Talk:Online algorithm

Page contents not supported in other languages.
From Wikipedia, the free encyclopedia

Super-online?[edit]

Is there a word for an online algorithm that has the additional property that partial results can be combined? That is, if I want to run an algorithm in parallel, I want to be able to combine partial results. For example, the sum of a set of numbers is the sum of the partial sums. —Ben FrantzDale 01:00, 7 December 2006 (UTC)[reply]

Hi Ben,
1). This might be a stretch of your question... If you had a program that could determine the competitiveness of a randomized algorithm against any adaptive online adversary on one processor and you used a different processor to find the competitiveness of the algorithm against any oblivious adversary, then you could combine these results using Thm 2.2 from:
S. Ben-David, A. Borodin, R. Karp, G. Tardos, A. Wigderson. (1994). "On the Power of Randomization in On-line Algorithms". Algorithmica. 11: 5–6. {{cite journal}}: External link in |title= (help)CS1 maint: multiple names: authors list (link)
Thm 2.2 states: If G is a c-competitive randomized algorithm against any adaptive online adversary, and there is a randomized d-competitive algorithm against any oblivious adversary, then G is a randomized (c * d)-competitive algorithm against any adaptive offline adversary.
2). Your question sounds more like a practical question compared a theoretical question. If you can give an example of such a problem you are talking about, perhaps I can give additional information.
Hope this helps,
Oravec 04:03, 7 December 2006 (UTC)[reply]
A very slightly more complicated example is computing an average. You can keep track of a sum and a count and can combine two partial results by adding the sum and the count. A more complicated example is computing the standard deviation of a bunch of numbers. It is definately possible to compute this as an online algorithm, as shown in Algorithms for calculating variance. The internal state of that algorithm is a count, the current mean, and the current sample variance. From that page, though, it isn't clear how you would combine partial results. Obviously it's easy to combine the sum and means, but it isn't obvious how you'd combine the variances.
In general I'm just interested in O(N) algorithms that have O(1) internal state but where the internal state for partial results can be combined so each of m processors could compute a partial result in O(N/m) time and those results could then be combined quickly to get the full solution. —Ben FrantzDale 05:01, 7 December 2006 (UTC)[reply]
In machine learning, this is quite a common paradigm for large-scale learning: you train a bunch of linear models in parallel, then average their parameters, weighted by the number of samples each learner got (or you train several random forests and concatenate them). I'm not aware of a generic term for this, though. Usually you'll here this being called "distributed online learning" or something similar. QVVERTYVS (hm?) 10:14, 21 July 2013 (UTC)[reply]
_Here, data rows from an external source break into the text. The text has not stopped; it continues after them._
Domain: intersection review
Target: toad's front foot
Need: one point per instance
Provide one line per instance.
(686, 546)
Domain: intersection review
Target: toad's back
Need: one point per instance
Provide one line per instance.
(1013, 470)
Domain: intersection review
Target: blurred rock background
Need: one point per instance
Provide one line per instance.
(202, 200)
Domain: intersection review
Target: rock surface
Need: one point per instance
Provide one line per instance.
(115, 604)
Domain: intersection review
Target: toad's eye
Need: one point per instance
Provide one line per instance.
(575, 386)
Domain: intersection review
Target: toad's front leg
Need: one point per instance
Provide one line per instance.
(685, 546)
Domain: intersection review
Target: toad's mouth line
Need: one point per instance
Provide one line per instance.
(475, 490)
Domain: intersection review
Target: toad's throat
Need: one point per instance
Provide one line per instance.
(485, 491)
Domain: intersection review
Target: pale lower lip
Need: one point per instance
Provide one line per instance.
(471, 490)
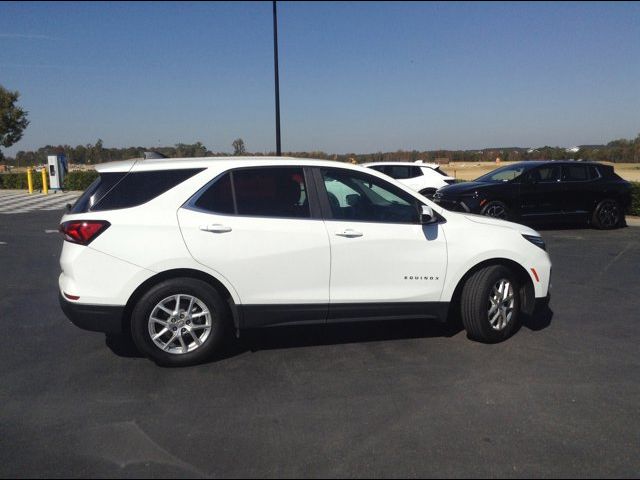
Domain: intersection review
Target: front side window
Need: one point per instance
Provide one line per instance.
(575, 173)
(258, 192)
(360, 197)
(546, 174)
(503, 174)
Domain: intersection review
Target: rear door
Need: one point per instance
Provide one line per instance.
(579, 189)
(255, 227)
(380, 254)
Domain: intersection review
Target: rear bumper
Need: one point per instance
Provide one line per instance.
(96, 318)
(542, 303)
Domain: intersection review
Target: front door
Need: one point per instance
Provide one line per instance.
(380, 253)
(254, 227)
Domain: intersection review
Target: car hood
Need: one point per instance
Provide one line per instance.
(496, 222)
(461, 188)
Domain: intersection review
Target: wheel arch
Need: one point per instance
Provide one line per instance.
(527, 291)
(178, 273)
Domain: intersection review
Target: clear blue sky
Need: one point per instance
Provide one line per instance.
(354, 77)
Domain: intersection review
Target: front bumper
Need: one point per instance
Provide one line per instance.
(96, 318)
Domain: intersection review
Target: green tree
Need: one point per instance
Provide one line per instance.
(13, 119)
(238, 147)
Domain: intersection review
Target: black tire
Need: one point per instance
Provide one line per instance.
(428, 192)
(496, 209)
(475, 304)
(206, 295)
(607, 215)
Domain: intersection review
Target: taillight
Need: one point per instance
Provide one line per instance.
(83, 232)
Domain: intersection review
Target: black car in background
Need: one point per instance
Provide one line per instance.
(544, 191)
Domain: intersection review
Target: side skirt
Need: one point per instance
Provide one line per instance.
(254, 316)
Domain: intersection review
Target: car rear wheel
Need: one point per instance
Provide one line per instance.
(607, 215)
(490, 304)
(179, 322)
(496, 209)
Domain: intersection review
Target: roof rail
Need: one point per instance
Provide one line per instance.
(153, 155)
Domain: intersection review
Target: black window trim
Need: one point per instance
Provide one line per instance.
(314, 209)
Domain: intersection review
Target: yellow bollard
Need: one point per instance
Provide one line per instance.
(45, 188)
(29, 180)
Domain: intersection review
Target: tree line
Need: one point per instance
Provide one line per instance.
(623, 150)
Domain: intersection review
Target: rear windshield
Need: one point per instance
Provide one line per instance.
(112, 191)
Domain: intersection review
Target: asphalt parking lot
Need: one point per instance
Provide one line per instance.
(559, 399)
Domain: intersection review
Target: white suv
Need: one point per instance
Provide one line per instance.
(424, 178)
(175, 251)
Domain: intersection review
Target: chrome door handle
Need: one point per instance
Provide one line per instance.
(349, 233)
(215, 228)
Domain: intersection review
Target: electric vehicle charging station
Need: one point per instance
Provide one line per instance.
(57, 166)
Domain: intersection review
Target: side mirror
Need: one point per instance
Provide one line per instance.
(427, 215)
Algorithms for variance[edit]

I had added "Online algorithms for calculating mean and variance" to the see-also section but it got removed with a comment that "streaming algorithm" was a more appropriate place for it. While I'm not 100% clear on the difference between a streaming and an online algorithm, computing the mean and standard deviation of a sequence in a single pass seems like an ideal simple example of an online algorithm. At first glance it is obvious that the mean can be computed in a single pass with O(1) storage, but that isn't obvious about the variance. Could someone explain why these are better examples of streaming algorithms than of online algorithms? —Ben FrantzDale (talk) 20:58, 30 April 2009 (UTC)[reply]

Proposed merge with Streaming algorithm[edit]

Seems to describe the same class of algorithms. QVVERTYVS (hm?) 09:59, 21 July 2013 (UTC)[reply]

Then you don't understand what they are about, because they are very different. Online alforithms are about decision making in the face of uncertaintly, and making a sequence of decisions that would not necessarily be globally optimal if you knew the whole input at once but are as close to optimal as you can make with your limited knowledge. Streaming algorithms are about solving problems optimally (or close to optimally) when the whole input is given, but using sublinear memory to do it. —David Eppstein (talk) 16:31, 21 July 2013 (UTC)[reply]

Misleading title for the "Definition" Section[edit]

I think the title of that section should be replaced, not sure to what title though. The content of the section does not give the definition of what is an online algorithm (it does provide a definition of the term "competitive ratio"), rather it discusses (not necessarily all main) properties of (not necessarily all) online algorithms.--Shay Zakov (talk) 08:08, 6 August 2020 (UTC)[reply]